A new bill in New Jersey would go even further, prohibiting auto insurance companies from using education, occupation, homeownership status, or marital status to set rates, in addition to credit score. Assemblywoman Annette Quijano, a sponsor of the bill, says basing premiums on these factors “create(s) a two-tiered system that punishes poor and working-class New Jerseyans.” Consumer advocates say using these factors disproportionately affect people with lower incomes and people of color.

So why do auto insurance companies use data that seemingly has nothing to do with driving to determine how much to charge for car insurance?

How much do non-driving factors affect your car insurance?

The data helps predict accidents

You buy auto insurance to reduce the financial impact of a car accident, and auto insurance companies set your rates, or premiums, based on how likely they think it is that you’ll get into a car accident. People pay different prices based on their different risks of getting into an accident.

Auto insurance companies have found that all kinds of data, including the data that states like New Jersey are looking to ban them from using, can help predict how likely someone is to file a claim, says David Marlett, a professor at Appalachian State University and director of the Brantley Risk & Insurance Center.

“You have tons of historical data points for decades that show things like age, or experience, or gender, or type of car, or moving violations, or where you live, or credit score, are all very good predictors of whether drivers are going to have an accident or not,” he says.

Auto insurance companies have few ways to set themselves apart from one other. The product is “pretty much the same” from company to company, Marlett says. Aside from funny commercials, individual insurance companies try to gain advantages by creating more accurate formulas for predicting losses and setting prices. Companies create these formulas by gathering various data points about their customers and use them to calculate how likely you are to file a claim. 

How insurance companies respond to laws banning ‘non-driving factors’

If car insurance companies can’t use certain factors to determine premiums, they’ll have to weigh other factors, like your location and driving history, more heavily. They’ll still charge different customers different prices based on their perceived risk. Some drivers will pay less, and some drivers will pay more — it’s safe to say the insurance companies will keep charging enough to stay in business, Marlett says.

It’s not clear how laws banning the use of “non-driving” factors, like those in California, Hawaii, and Massachusetts, affect prices. Car insurance prices are on the rise in general because of inflation, supply chain disruptions, and the increased value of used cars, and Marlett says he hasn’t seen any studies isolating the impact of car insurance legislation. 

What to do if you’re paying too much for car insurance

If you think your educational level or marital status are affecting how much you pay for car insurance, it’s probably not going to be possible to change those factors to get a better deal. But because different insurance companies weigh these factors differently, you may get a better price if you compare rates and switch.

“The best thing you can do as a consumer is shop around,” Marlett says.

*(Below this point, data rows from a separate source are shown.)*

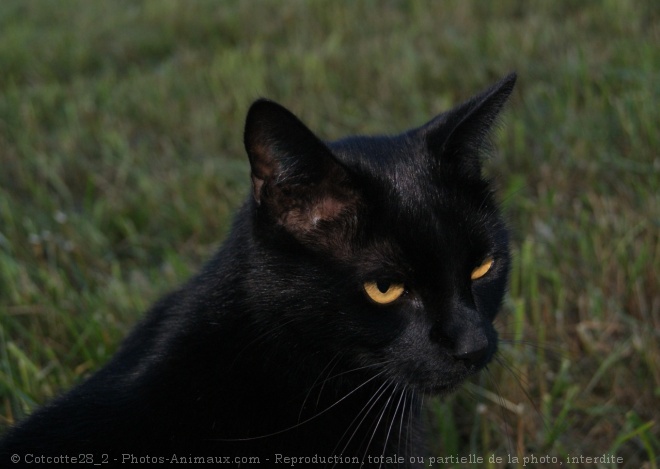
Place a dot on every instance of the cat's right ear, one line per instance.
(295, 177)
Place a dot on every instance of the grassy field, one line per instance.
(121, 163)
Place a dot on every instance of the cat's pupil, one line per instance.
(383, 285)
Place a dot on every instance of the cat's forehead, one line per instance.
(410, 198)
(394, 167)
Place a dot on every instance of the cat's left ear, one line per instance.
(460, 137)
(295, 177)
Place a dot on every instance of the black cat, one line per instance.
(360, 275)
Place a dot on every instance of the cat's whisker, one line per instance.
(377, 424)
(393, 418)
(502, 406)
(279, 432)
(401, 418)
(311, 388)
(365, 409)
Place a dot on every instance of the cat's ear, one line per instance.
(460, 137)
(295, 177)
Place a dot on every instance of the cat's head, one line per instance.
(386, 250)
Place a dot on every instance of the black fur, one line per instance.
(274, 348)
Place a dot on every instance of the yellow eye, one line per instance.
(383, 292)
(482, 269)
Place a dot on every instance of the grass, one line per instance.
(121, 163)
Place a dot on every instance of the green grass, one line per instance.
(121, 164)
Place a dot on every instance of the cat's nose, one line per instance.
(471, 346)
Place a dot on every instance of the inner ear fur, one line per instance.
(295, 177)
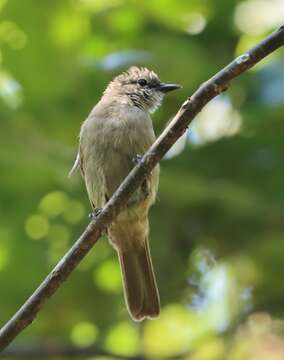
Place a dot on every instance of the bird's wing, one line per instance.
(77, 164)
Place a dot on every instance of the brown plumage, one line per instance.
(118, 128)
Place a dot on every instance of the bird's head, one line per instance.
(142, 86)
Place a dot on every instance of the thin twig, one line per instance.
(69, 352)
(207, 91)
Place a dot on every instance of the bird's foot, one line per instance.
(95, 213)
(136, 159)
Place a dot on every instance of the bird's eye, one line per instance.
(142, 82)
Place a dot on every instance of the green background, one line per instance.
(217, 228)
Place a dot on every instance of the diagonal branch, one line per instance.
(191, 107)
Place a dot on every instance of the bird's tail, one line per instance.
(140, 289)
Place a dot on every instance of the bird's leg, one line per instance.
(145, 189)
(136, 159)
(95, 213)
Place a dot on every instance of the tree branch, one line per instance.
(179, 124)
(70, 352)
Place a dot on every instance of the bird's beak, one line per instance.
(168, 87)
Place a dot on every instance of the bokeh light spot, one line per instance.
(171, 333)
(107, 276)
(74, 211)
(37, 227)
(123, 339)
(54, 203)
(84, 334)
(3, 256)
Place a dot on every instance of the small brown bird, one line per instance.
(117, 130)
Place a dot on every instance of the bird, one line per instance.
(117, 132)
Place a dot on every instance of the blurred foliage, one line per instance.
(219, 254)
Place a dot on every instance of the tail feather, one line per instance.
(140, 289)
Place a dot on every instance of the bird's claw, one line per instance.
(95, 213)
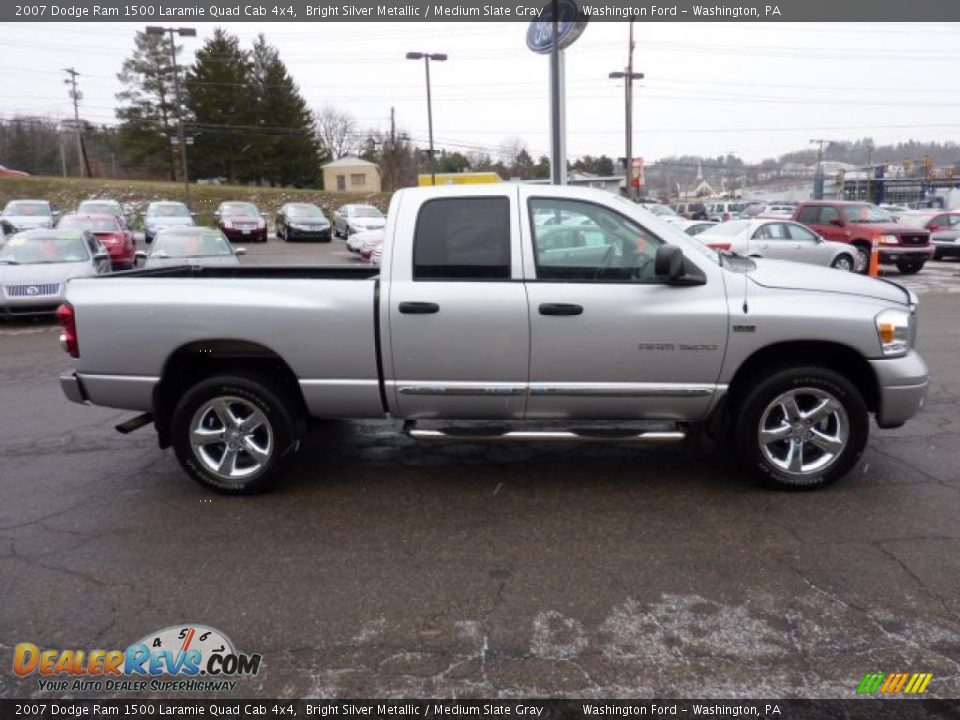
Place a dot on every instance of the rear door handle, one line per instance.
(560, 309)
(418, 308)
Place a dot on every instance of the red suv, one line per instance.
(859, 224)
(110, 231)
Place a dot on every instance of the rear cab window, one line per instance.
(462, 239)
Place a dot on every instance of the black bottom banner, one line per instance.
(865, 708)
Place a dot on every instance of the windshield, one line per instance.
(19, 207)
(168, 210)
(23, 250)
(242, 209)
(865, 214)
(364, 211)
(733, 227)
(190, 245)
(98, 207)
(305, 211)
(72, 222)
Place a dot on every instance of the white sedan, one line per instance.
(778, 239)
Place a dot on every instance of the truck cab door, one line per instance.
(608, 339)
(456, 323)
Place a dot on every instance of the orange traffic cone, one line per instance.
(874, 268)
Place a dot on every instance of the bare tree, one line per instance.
(337, 131)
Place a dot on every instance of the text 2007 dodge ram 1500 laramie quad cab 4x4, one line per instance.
(512, 304)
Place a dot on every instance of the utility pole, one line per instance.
(182, 32)
(818, 180)
(75, 95)
(628, 77)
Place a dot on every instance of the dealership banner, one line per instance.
(477, 10)
(511, 709)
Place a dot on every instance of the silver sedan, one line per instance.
(778, 239)
(204, 246)
(36, 265)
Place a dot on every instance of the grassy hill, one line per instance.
(134, 195)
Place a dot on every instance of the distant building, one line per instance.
(351, 174)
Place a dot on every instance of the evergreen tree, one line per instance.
(286, 152)
(217, 89)
(148, 119)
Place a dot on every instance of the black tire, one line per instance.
(910, 267)
(241, 392)
(844, 262)
(809, 385)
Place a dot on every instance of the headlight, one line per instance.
(893, 329)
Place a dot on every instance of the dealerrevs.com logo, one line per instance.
(180, 658)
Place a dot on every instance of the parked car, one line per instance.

You can also lower your auto insurance premiums by raising your deductible, though you’ll pay more out of pocket in the event of an accident. You can also complete a defensive driving course or add a safety device to your vehicle. Many insurance companies have introduced usage-based insurance programs, which base premiums on your driving behavior — usually by tracking you through your phone. This can mean serious savings for safe drivers, based solely on how you drive — not whether you’re married.